Eragon reveals the Eldunarí to the army's leaders, and they plan their attack. Their combined forces attack Urû'baen while Eragon, Saphira, Arya, Elva, and elven spellcasters break into Galbatorix's citadel. After overcoming a series of traps and being separated from the spellcasters, they reach the throne room. There, Galbatorix easily subdues them, and reveals that he has learned the true name of the ancient language, referred to as the Word. With it, he is able to control the usage of magic with the ancient language, negating any spoken spells.

To amuse himself, he orders Murtagh and Eragon to fight using only their swords. Eragon defeats Murtagh, and urges him to join his side. Murtagh, who had developed feelings for Nasuada in her captivity, has his true name changed, and turns on Galbatorix, using the Word to strip him of his wards. Galbatorix incapacitates Murtagh, and battles Eragon, while Saphira and Thorn battle his dragon Shruikan. With the Eldunarí, Eragon casts a spell to make Galbatorix experience the pain and suffering that he has caused, while Arya kills Shruikan with the Dauthdaert. Overwhelmed with guilt, Galbatorix uses magic to destroy himself and most of the citadel, although Eragon is able to protect those in it.

To heal from their ordeal, Murtagh and Thorn decide to journey far away, teaching Eragon the Word before departing. Nasuada becomes the High Queen of Alagaësia and King Orrin of Surda grudgingly pledges his allegiance to her. Arya returns to Ellesmera to help choose a new queen for the elves after the death of her mother, Islanzadí, in battle. She takes the remaining dragon egg, which hatches for her, and she names the dragon Fírnen. She is also chosen as the new queen.

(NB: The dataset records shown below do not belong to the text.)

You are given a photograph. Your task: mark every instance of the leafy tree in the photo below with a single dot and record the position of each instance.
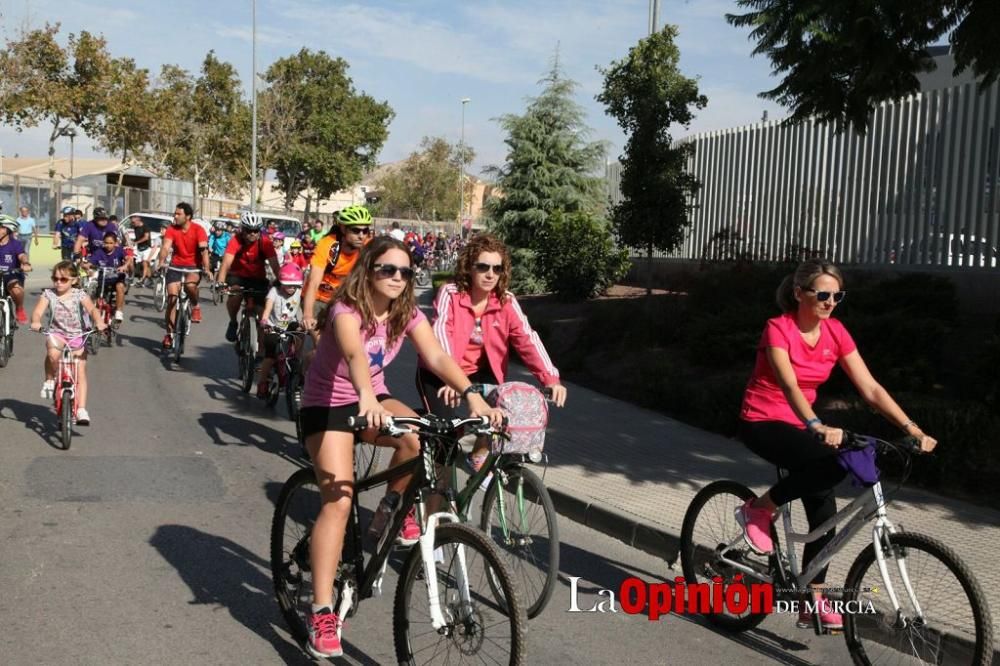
(424, 184)
(40, 81)
(646, 93)
(197, 137)
(838, 60)
(578, 257)
(550, 164)
(337, 131)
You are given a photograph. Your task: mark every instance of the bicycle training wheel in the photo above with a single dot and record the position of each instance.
(66, 418)
(477, 627)
(519, 517)
(952, 625)
(294, 514)
(709, 527)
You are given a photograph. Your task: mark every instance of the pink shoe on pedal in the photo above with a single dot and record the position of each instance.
(828, 619)
(756, 527)
(323, 639)
(410, 533)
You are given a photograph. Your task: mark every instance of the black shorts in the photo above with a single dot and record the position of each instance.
(326, 419)
(174, 275)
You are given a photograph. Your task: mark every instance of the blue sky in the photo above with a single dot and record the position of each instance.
(423, 56)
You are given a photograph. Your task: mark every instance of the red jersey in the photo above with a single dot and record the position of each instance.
(250, 259)
(185, 244)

Eragon realizes that there is no safe place to raise the dragons and train new Riders in Alagaësia. He thus decides to sail away with the Eldunarí and the eggs to a region far east of Alagaësia. Eragon reworks the magic of the pact between Riders and dragons to allow dwarves and Urgals to become Riders, and leaves two eggs for each of the races. The future Riders will travel to Eragon for training, while eggs will be periodically sent back to Alagaësia. Eragon and Saphira sadly say their farewells to their friends and family, but look forward to the future.

==Critical reception==
Inheritance debuted at No. 1 on the USA Todays "Best-Selling Books" list, selling nearly half a million copies on the first day in the United States.

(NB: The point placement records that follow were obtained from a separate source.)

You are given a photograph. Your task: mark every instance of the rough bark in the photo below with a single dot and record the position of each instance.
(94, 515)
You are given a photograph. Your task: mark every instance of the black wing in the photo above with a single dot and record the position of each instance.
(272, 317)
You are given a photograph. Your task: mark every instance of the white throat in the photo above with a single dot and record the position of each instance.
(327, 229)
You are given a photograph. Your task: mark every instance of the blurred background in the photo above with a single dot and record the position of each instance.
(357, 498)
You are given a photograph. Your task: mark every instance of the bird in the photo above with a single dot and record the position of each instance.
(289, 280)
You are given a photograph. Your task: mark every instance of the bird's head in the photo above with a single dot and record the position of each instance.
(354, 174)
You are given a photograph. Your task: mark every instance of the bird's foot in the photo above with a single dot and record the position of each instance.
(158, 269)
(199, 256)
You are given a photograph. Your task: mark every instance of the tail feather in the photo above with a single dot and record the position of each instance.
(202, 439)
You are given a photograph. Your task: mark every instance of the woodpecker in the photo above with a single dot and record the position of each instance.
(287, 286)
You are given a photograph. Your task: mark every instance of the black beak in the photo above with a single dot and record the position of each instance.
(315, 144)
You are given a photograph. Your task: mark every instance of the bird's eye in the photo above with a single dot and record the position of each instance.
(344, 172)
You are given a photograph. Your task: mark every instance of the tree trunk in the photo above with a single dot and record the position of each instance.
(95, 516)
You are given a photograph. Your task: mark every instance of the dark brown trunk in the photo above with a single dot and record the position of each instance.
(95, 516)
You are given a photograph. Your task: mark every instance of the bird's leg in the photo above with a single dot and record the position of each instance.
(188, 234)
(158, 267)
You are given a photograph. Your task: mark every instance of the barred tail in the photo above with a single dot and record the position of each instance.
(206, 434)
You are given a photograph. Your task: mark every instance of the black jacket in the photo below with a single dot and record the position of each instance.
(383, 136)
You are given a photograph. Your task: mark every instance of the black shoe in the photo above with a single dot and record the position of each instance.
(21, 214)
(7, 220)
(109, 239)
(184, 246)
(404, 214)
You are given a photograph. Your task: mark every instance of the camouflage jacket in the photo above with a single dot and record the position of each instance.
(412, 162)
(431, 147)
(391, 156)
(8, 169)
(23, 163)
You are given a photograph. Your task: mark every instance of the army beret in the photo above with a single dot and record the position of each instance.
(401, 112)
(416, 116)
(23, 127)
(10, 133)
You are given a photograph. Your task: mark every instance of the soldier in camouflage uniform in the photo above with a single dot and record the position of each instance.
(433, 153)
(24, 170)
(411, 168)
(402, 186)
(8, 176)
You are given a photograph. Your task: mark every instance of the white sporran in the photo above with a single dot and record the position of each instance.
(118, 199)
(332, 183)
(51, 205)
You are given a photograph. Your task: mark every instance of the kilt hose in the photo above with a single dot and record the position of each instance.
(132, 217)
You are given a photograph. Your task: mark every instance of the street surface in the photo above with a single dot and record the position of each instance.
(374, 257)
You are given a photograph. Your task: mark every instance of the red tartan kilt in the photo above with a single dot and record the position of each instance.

The book received mixed reviews. Joshua Hill of Book Fantasy Review wrote that Inheritance was an improvement over previous books in the series and praised the characters of Roran, Arya, and Murtagh as "three of the most interesting characters I've ever had the pleasure to read". However, Hill criticized the plot for being overly reliant on magic and the ending as being too similar to the final three chapters of The Lord of the Rings. The Washington Posts Yvonne Zipp noted that, although the book is marketed to young adults, certain content may be too violent for younger readers, such as the scenes in which Nasuada is tortured and Arya's hand is degloved while trying to escape from shackles.

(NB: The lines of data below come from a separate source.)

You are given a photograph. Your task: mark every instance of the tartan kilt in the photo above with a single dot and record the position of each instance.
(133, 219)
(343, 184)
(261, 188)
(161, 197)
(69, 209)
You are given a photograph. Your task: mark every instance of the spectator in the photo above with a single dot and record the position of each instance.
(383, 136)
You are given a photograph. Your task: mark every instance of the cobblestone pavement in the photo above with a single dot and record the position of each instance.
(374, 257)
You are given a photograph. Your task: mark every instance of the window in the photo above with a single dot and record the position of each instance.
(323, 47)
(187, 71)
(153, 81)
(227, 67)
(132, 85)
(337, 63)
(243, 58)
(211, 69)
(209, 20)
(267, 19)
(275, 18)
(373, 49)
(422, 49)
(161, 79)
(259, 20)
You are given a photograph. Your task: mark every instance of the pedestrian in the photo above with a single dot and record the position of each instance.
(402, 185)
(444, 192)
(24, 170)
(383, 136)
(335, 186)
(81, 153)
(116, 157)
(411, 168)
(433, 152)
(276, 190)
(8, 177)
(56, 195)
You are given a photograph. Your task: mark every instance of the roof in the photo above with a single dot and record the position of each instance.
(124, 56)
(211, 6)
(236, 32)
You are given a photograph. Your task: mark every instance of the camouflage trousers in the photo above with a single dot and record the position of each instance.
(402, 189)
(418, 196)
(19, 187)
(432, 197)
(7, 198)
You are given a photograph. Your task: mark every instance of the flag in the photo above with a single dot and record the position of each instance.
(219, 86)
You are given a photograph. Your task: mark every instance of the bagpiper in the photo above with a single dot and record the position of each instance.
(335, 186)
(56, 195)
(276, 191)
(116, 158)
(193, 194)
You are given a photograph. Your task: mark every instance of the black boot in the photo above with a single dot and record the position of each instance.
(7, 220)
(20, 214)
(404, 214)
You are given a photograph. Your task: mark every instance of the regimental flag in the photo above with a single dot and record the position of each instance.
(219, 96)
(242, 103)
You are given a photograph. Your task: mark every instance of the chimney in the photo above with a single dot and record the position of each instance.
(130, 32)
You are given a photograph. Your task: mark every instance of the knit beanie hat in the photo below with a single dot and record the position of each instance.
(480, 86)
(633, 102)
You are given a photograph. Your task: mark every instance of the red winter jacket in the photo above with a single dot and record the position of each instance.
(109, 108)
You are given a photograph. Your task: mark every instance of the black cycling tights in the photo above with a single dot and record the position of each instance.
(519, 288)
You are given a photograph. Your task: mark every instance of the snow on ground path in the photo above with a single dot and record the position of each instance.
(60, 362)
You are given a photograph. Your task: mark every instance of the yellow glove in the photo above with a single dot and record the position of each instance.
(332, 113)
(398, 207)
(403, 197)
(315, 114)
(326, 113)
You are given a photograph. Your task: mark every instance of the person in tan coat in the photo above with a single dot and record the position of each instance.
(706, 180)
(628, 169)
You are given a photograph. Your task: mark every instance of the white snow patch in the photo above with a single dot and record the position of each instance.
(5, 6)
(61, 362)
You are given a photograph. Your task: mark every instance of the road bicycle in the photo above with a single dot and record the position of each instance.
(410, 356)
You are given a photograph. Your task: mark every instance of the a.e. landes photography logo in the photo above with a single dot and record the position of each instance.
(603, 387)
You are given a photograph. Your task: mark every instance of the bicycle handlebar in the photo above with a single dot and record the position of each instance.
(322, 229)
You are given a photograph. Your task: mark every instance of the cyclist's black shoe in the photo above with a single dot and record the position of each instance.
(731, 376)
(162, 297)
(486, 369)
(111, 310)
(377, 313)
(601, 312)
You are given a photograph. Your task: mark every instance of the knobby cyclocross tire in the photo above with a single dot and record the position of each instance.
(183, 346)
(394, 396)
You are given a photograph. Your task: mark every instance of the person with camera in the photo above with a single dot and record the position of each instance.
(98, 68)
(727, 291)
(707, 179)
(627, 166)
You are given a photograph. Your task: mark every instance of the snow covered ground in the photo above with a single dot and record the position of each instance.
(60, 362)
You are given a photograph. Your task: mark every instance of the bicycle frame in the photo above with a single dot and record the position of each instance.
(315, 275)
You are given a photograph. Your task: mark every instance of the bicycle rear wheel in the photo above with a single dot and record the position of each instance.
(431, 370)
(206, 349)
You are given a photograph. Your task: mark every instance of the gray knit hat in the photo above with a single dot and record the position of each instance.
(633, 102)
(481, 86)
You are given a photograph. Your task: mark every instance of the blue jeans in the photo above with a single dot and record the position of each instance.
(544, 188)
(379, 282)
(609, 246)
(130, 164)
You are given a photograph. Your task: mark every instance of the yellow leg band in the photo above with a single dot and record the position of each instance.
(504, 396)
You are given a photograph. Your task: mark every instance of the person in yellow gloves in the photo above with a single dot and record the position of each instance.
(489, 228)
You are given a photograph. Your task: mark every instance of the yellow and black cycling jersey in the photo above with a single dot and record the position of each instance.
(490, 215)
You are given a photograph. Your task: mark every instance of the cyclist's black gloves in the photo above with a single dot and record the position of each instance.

Some reviews criticized the novel for being overly detailed and leaving unresolved plot threads. Shelby Scoffield of Deseret News called the book "a sophisticated novel" and "a sense of closure to a truly great series", but criticized Paolini's use of "long and boring details". Richard Marcus of the Seattle P-I said that "Paolini clutters up the book with page upon page of battles that could just as easily taken place off stage" and that "the last hundred or so pages of the book are spent in a very awkward attempt to tie up all the loose ends". He also says that, "In fact by wasting so much time on insignificant details along the way, the final confrontation with Galbatorix when it comes feels rushed. Even worse, discovering the location of the Rock of Kuthian and the Vault of Souls feels incredibly contrived."